In a previous post, we gave a general guide on how you can import files into Alteryx. In this post, we'll look specifically at Excel files.
The primary factor that affects the import process is the file type. In this post, we'll look at two common types for Excel files: csv and xlsx.
Steps for importing CSV files
A csv file is a comma separated values file. Simple tabular data is often saved in a csv format. As a csv file is a text file, it can be opened easily by a wide range of spreadsheet programs or even text editors.
To import any file into Alteryx, we use the Input Data tool, which we discussed in our post on importing data here. In order to understand exactly how the import process works, we can attach a Select tool to the imported dataset. The Select tool is found on the Preparation tab. This creates a canvas that looks like this.
When importing a csv file, the configuration window for this Select tool will look like the image below.
Notice that every field has the same data type, of V_String. The V_String data type should be used to represent strings of text that are of variable length. If we run the workflow, and look at the results window, shown below, we can see this type is not appropriate for every field in the dataset.
Clearly, several of these fields should have different types. For example, the date column should have a Date type, while the columns from Latitude to Quantity should all have numeric data types.
The issue is that Alteryx does not have sufficient information to assign data types when we import a csv file. We can deal with this by changing the types of the fields in the configuration window, but this could be awkward with a large Excel file. Let's see if the process is any easier with an xlsx file
Steps for importing xlsx files
When we import an Excel file, we must specify the sheet we are connecting to as part of the input data tool, as can be seen below. Otherwise the Input Data tool works exactly as it does for a csv file.
If we add a Select tool to the workflow as before, we will see the configuration window looks like this.
At first, this looks like an improvement on what we had before. The date column now has a date type, while the numeric columns we identified previously now have the numeric type double. However, this is still not perfect.
For example, Alteryx has several different numeric types. The double type represents decimal numbers. In this dataset, the quantity of product sold is a whole number, and would be better represented as an integer data type. This would be make the data model more efficient as integers take up less space than doubles, which can be an important consideration if your data model is large.
Basically, Alteryx can detect that a column is numeric but cannot identify specific numeric types. The same applies for text strings, which are all treated as variable length strings, when a fixed length string might be more appropriate and make the model more efficient. As a result, it's always a good idea to connect a Select tool when you import Excel data, regardless of the file type.

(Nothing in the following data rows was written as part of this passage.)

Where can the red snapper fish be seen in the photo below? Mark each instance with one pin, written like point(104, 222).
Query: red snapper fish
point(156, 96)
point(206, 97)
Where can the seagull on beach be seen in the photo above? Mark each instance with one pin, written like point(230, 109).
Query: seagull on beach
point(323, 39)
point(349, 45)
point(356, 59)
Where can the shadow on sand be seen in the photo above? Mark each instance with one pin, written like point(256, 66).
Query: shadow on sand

Making the most of the Select tool
There are several other uses of the Select tool that can be found in the configuration window. We'll look at the configuration window again below to identify these uses.

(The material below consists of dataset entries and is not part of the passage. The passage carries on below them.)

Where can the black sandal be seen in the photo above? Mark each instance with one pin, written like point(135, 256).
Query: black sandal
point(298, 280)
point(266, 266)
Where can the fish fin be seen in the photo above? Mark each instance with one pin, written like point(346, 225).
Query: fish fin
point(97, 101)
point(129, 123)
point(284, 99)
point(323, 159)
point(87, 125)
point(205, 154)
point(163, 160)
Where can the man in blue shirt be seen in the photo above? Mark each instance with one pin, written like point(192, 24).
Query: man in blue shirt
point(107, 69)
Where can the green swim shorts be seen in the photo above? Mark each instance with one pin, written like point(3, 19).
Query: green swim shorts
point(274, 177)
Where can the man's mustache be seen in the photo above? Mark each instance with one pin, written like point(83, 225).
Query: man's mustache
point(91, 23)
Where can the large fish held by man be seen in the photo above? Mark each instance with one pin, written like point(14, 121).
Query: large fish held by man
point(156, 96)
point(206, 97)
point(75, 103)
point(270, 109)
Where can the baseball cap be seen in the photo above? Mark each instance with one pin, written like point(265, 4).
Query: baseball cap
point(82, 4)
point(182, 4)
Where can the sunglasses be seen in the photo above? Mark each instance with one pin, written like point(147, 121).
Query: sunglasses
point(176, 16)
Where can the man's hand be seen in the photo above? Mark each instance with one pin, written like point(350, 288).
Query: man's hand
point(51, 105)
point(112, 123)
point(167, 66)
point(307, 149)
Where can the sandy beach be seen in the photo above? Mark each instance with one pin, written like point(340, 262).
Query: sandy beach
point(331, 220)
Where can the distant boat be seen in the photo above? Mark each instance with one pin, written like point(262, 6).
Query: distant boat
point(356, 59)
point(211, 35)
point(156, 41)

The check boxes at the left of the window (1 in the image above) let you remove fields that are not needed. Only fields that are selected are carried forward in the workflow. You can reorder the fields by using the arrows highlighted at 2 above. Alternatively, the options menu provides options to reorder or sort the fields.
Finally, you can rename any of the fields in the dataset or add a description, using the columns highlighted at 3 above. This can be useful if your data comes from a database, as the column names can often be quite unclear. With an Excel file, it's probably less of an issue, but it's still worth bearing in mind.
Importing data from an Excel file is not a difficult process. The key issue to be aware of is how the Excel data is saved. A csv file is particularly easy to import, but may require you to adjust the data types of many of the fields in your data. Importing an xlsx file is slightly more difficult, but Alteryx can do a better job of identifying data types from an xlsx file.
Whichever file format you use, it's always worth using the Select tool to identify whether there are any unneeded columns that can be removed from your data, or if the dataset can be made clearer before you go on to analyze it.